Oogenesis: when most is good enough.

R Scott Hawley1

  • 1Stowers Institute for Medical Research, 1000 E. 50th Street, Kansas City, MO 64110, USA. rsh@stowers.org

Current Biology : CB
|April 26, 2011
PubMed
Summary
This summary is machine-generated.

Male meiosis halts with unaligned chromosomes, but oocytes proceed.
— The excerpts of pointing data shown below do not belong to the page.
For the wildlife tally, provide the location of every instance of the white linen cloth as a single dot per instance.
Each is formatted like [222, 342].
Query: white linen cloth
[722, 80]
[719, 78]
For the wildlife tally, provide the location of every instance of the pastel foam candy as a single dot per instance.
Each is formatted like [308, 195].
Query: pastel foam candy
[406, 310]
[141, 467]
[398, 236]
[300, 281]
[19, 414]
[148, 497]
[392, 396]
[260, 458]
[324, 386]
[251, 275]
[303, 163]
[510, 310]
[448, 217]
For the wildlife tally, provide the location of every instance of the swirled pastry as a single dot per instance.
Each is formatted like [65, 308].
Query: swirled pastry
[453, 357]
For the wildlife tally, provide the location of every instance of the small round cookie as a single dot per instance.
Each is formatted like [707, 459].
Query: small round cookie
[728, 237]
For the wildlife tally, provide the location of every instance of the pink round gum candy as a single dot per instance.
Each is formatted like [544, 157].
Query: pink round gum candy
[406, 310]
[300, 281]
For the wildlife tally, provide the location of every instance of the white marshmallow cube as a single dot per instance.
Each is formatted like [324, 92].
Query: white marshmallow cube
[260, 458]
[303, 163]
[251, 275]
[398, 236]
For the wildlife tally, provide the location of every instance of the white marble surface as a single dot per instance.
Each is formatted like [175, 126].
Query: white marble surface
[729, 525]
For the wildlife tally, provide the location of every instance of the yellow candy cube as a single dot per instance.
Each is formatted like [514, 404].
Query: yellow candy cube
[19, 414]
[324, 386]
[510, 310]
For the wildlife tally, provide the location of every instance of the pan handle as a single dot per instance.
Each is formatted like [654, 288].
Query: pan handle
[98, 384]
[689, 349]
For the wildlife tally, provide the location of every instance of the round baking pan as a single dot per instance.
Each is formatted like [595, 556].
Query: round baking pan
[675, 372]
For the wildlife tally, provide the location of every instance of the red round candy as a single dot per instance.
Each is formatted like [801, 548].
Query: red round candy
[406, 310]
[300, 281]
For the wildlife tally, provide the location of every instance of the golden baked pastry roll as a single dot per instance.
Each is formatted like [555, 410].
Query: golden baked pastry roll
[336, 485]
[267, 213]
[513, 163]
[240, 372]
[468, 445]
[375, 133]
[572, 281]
This difference highlights the spindle assembly checkpoint's permissive role in female meiosis, not just chromosome orientation.

More Related Videos

Production and Use of Customizable Agarose Molds for Scaffold-Free Mouse Ovarian Follicle Culture
09:50

Production and Use of Customizable Agarose Molds for Scaffold-Free Mouse Ovarian Follicle Culture

Published on: October 24, 2025

Analysis of Chromosome Segregation, Histone Acetylation, and Spindle Morphology in Horse Oocytes
12:11

Analysis of Chromosome Segregation, Histone Acetylation, and Spindle Morphology in Horse Oocytes

Published on: May 11, 2017

Related Experiment Videos

Last Updated: Jun 2, 2026

Whole Ovary Immunofluorescence, Clearing, and Multiphoton Microscopy for Quantitative 3D Analysis of the Developing Ovarian Reserve in Mouse
12:36

Whole Ovary Immunofluorescence, Clearing, and Multiphoton Microscopy for Quantitative 3D Analysis of the Developing Ovarian Reserve in Mouse

Published on: September 3, 2021

Production and Use of Customizable Agarose Molds for Scaffold-Free Mouse Ovarian Follicle Culture
09:50

Production and Use of Customizable Agarose Molds for Scaffold-Free Mouse Ovarian Follicle Culture

Published on: October 24, 2025

Analysis of Chromosome Segregation, Histone Acetylation, and Spindle Morphology in Horse Oocytes
12:11

Analysis of Chromosome Segregation, Histone Acetylation, and Spindle Morphology in Horse Oocytes

Published on: May 11, 2017

Area of Science:

  • Reproductive biology
  • Cellular biology
  • Genetics

Background:

  • Meiosis is a critical cell division process for sexual reproduction.
  • The spindle assembly checkpoint (SAC) ensures proper chromosome alignment before cell division.
  • Differences in meiotic progression exist between male and female gametes.

Purpose of the Study:

  • To investigate why oocytes can complete meiosis despite misaligned chromosomes, unlike male meiosis.
  • To determine the role of the spindle assembly checkpoint (SAC) in this observed difference.
  • To explore whether chromosome orientation on the spindle contributes to oocyte meiotic completion.

Main Methods:

  • Comparative analysis of male and female meiosis.
  • Observation of chromosome behavior and spindle dynamics during meiosis.
  • Assessment of the spindle assembly checkpoint's activity in both sexes.

Main Results:

  • Unaligned chromosomes arrest male meiotic progression.
  • Oocytes with misaligned chromosomes can successfully complete meiosis.
  • The SAC in oocytes is more permissive to chromosome misalignment than in male meiosis.

Conclusions:

  • The permissive nature of the SAC in oocytes is the primary reason for their ability to complete meiosis despite chromosome misalignment.
  • Chromosome orientation on the spindle is a less significant factor in oocyte meiotic completion compared to SAC regulation.
  • This study reveals sex-specific differences in meiotic regulation crucial for successful reproduction.